The Pap test is a routine screening test used to find abnormal cell changes of the cervix and to screen for cervical cancer. Regular Pap test screening is the most important tool in finding and treating cervical cell changes before they progress to cervical cancer.
The recommended Pap test schedule is based on your age and things that increase your risk. Talk to your doctor about how often to have this test.
Tests to confirm a diagnosis of cervical cancer include:
- A colposcopy and cervical biopsy. This test can find out whether and where cancer cells are on the surface of the cervix.

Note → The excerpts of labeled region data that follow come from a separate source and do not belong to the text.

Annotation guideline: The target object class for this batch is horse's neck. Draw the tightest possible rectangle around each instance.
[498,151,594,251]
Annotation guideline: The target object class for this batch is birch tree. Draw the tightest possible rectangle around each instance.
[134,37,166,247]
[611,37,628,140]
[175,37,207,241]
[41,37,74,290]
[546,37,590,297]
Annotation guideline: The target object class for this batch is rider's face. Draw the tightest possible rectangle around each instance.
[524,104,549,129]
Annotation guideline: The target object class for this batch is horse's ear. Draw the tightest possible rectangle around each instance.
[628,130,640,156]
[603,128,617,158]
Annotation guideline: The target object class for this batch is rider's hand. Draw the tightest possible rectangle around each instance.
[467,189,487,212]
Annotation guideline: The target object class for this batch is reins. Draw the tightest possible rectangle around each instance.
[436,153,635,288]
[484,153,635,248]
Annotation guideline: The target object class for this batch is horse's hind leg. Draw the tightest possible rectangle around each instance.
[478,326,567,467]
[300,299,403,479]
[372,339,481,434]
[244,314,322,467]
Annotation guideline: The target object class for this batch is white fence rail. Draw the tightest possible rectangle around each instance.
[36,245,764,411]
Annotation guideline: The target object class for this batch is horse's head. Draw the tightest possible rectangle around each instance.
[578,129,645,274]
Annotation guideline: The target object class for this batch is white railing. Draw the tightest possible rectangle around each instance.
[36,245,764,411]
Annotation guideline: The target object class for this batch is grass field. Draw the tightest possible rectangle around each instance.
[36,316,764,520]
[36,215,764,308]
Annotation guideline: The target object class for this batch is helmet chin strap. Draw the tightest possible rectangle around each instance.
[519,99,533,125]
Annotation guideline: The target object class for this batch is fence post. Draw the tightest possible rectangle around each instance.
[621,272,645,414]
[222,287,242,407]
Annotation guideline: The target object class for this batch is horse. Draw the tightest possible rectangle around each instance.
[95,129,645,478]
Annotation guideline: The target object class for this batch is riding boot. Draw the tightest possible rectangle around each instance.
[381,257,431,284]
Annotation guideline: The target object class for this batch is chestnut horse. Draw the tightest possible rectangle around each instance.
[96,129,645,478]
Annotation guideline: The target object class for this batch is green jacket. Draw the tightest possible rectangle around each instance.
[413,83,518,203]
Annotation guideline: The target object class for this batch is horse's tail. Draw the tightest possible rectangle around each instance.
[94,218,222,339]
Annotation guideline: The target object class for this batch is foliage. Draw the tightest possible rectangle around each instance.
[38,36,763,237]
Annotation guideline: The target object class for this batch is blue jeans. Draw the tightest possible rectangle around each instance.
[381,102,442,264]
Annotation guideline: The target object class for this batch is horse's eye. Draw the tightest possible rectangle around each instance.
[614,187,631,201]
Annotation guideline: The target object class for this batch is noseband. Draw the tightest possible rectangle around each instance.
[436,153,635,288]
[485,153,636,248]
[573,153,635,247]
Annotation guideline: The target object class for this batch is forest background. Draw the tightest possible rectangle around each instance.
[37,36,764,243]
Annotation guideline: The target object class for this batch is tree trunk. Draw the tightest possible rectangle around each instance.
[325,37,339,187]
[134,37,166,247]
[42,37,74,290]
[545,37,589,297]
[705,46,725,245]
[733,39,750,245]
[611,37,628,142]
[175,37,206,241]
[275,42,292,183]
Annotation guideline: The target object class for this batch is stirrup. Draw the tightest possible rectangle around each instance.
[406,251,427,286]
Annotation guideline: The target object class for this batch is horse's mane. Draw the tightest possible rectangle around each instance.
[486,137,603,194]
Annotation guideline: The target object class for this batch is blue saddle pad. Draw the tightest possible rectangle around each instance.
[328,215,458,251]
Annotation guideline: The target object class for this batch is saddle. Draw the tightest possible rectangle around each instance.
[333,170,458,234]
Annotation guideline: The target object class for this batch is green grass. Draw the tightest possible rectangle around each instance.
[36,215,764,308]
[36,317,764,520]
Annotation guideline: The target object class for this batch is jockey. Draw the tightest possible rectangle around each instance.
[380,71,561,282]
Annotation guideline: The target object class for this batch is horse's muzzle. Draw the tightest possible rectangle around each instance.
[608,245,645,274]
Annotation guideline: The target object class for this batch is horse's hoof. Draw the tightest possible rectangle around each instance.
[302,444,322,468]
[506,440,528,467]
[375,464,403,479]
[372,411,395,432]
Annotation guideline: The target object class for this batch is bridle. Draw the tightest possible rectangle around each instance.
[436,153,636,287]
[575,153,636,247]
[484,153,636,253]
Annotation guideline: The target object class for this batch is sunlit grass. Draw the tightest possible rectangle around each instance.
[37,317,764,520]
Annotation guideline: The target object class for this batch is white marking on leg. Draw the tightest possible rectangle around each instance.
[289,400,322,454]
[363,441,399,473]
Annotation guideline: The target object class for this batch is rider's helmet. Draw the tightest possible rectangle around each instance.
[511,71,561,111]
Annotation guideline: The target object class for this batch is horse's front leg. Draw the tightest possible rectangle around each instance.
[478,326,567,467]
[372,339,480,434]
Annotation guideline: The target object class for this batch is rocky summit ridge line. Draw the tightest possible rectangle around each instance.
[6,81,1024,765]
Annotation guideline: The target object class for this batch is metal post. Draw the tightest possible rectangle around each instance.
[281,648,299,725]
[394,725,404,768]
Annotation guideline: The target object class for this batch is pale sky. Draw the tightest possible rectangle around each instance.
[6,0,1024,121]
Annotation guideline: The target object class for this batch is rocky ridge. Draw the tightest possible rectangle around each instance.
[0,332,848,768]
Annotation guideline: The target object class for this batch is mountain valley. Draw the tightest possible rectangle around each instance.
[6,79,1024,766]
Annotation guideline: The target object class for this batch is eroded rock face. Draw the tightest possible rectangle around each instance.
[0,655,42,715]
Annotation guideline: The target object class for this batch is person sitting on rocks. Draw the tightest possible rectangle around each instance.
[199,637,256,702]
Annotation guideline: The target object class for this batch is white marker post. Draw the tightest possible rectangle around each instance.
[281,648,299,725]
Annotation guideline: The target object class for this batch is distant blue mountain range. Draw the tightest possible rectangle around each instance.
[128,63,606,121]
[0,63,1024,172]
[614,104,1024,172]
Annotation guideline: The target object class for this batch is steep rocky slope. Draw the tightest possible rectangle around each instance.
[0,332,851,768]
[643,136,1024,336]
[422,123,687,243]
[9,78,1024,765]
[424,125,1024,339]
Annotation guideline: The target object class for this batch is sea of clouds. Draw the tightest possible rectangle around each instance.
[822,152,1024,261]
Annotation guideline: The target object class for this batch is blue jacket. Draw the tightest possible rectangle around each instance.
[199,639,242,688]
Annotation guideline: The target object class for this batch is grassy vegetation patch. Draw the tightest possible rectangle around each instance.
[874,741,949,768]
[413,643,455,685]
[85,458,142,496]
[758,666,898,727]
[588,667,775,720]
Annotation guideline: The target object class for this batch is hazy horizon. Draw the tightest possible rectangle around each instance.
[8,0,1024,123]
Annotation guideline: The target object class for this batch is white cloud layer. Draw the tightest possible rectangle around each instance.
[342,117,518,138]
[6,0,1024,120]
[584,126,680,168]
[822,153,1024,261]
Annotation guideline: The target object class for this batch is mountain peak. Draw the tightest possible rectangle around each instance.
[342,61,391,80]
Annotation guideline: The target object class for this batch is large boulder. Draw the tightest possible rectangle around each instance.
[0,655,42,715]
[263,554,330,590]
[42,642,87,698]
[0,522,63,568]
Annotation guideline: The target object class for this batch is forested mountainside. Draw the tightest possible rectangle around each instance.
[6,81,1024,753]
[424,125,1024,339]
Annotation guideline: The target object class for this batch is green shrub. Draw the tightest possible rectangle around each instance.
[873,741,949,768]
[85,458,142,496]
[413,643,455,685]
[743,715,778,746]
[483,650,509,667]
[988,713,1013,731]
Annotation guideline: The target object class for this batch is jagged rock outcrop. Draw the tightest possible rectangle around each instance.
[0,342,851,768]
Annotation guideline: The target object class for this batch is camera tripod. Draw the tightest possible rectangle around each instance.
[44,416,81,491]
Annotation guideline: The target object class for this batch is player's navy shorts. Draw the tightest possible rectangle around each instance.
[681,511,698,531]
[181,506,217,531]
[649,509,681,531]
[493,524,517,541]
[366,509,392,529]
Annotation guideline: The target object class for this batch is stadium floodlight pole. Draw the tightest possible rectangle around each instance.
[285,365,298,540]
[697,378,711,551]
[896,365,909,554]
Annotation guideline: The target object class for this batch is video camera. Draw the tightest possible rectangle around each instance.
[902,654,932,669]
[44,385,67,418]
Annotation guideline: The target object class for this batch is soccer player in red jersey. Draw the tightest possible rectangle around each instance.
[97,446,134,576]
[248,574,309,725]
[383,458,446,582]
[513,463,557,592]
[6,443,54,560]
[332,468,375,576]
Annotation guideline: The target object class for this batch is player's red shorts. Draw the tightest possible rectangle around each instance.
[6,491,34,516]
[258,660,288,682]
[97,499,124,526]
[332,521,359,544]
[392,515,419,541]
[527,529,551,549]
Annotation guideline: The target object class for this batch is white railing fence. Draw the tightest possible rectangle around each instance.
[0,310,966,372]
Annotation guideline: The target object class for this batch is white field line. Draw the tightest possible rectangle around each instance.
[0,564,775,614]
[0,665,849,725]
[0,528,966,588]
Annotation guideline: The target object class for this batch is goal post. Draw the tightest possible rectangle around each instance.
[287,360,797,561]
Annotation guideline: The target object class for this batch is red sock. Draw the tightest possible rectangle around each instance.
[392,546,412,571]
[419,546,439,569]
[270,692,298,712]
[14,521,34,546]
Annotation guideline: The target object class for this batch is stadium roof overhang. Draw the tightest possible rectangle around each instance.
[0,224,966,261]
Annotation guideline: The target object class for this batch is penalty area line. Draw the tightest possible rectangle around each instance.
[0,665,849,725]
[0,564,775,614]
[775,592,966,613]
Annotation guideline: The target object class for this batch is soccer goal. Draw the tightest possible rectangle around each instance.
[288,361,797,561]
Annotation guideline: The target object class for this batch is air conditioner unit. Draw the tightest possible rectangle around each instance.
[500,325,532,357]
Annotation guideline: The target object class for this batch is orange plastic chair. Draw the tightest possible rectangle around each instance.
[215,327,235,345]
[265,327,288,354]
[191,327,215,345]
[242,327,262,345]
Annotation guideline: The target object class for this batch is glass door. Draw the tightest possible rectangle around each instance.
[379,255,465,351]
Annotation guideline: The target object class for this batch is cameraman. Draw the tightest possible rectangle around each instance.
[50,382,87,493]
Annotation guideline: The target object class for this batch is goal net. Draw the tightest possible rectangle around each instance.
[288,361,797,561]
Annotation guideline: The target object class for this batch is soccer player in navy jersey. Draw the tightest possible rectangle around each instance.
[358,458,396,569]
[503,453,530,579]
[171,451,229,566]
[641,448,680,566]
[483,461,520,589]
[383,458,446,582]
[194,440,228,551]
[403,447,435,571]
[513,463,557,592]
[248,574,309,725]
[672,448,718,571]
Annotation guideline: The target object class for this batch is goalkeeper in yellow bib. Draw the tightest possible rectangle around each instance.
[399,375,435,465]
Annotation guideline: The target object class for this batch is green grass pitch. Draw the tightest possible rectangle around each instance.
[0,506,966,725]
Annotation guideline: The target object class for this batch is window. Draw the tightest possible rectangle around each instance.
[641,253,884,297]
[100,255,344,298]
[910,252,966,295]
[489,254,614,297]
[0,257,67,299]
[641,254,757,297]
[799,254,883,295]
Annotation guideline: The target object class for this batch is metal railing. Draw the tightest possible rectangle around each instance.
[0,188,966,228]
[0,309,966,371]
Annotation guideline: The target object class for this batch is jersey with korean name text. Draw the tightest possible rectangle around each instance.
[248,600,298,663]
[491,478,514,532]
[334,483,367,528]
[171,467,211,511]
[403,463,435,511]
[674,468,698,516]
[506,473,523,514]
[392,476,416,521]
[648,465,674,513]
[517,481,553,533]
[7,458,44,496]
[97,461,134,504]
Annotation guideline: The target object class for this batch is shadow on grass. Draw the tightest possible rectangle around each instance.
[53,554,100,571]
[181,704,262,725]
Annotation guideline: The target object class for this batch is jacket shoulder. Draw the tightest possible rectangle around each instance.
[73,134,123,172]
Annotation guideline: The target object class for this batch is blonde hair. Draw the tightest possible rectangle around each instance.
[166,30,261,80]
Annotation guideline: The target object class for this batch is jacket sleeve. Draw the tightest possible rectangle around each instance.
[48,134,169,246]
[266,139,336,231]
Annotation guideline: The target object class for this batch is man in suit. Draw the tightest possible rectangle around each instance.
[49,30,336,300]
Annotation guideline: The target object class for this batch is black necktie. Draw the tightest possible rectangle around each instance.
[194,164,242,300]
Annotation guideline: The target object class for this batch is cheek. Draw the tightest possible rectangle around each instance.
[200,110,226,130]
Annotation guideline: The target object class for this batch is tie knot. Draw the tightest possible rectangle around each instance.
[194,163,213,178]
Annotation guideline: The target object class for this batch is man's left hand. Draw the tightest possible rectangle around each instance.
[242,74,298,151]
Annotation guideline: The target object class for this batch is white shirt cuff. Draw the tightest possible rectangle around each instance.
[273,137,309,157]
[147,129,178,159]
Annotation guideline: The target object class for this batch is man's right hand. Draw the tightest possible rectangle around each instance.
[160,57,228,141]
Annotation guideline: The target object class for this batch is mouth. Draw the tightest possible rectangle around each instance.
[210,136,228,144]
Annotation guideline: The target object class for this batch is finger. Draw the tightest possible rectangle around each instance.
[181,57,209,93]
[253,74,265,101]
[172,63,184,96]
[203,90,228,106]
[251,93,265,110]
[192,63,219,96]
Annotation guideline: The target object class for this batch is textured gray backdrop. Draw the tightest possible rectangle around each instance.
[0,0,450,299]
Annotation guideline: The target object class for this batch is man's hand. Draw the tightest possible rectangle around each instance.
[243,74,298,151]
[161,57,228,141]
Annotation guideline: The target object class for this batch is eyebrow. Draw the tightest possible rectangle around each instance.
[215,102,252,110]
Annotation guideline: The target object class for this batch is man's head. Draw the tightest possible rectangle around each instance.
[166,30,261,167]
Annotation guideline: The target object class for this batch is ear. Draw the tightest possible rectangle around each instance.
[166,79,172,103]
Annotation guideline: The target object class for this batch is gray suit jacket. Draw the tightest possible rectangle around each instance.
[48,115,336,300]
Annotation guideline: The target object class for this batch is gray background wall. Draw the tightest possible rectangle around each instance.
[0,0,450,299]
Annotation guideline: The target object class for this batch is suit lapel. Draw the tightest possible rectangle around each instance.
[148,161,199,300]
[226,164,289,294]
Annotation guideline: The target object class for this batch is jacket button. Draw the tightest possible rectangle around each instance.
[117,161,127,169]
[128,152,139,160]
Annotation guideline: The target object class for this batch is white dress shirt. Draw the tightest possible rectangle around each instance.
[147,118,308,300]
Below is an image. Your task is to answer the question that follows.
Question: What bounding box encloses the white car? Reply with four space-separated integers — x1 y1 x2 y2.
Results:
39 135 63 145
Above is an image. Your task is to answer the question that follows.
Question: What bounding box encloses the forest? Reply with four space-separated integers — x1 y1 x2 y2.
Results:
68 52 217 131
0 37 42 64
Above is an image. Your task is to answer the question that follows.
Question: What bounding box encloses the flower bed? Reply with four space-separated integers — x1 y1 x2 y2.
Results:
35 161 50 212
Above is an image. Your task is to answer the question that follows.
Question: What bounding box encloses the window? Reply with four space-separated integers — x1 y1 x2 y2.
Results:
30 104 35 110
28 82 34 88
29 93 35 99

- An endocervical biopsy (or curettage). This test is to find out whether cancer cells are in the cervical canal.
- A cone biopsy or loop electrosurgical excision procedure (LEEP). These tests are sometimes recommended to remove cervical tissue for examination under a microscope.
Tests to find out the stage and treatment
Tests to find the extent (stage) of cervical cancer include:
- A chest X-ray to check your lungs.
- A CT scan, which uses X-rays to look inside the body.
- An ultrasound, which uses sound waves to check internal tissues and organs.
- An MRI, which uses magnets to see inside the body.
- A PET scan to check for cancer that has spread (metastasized) to other parts of the body.
- A biopsy using fine-needle aspiration.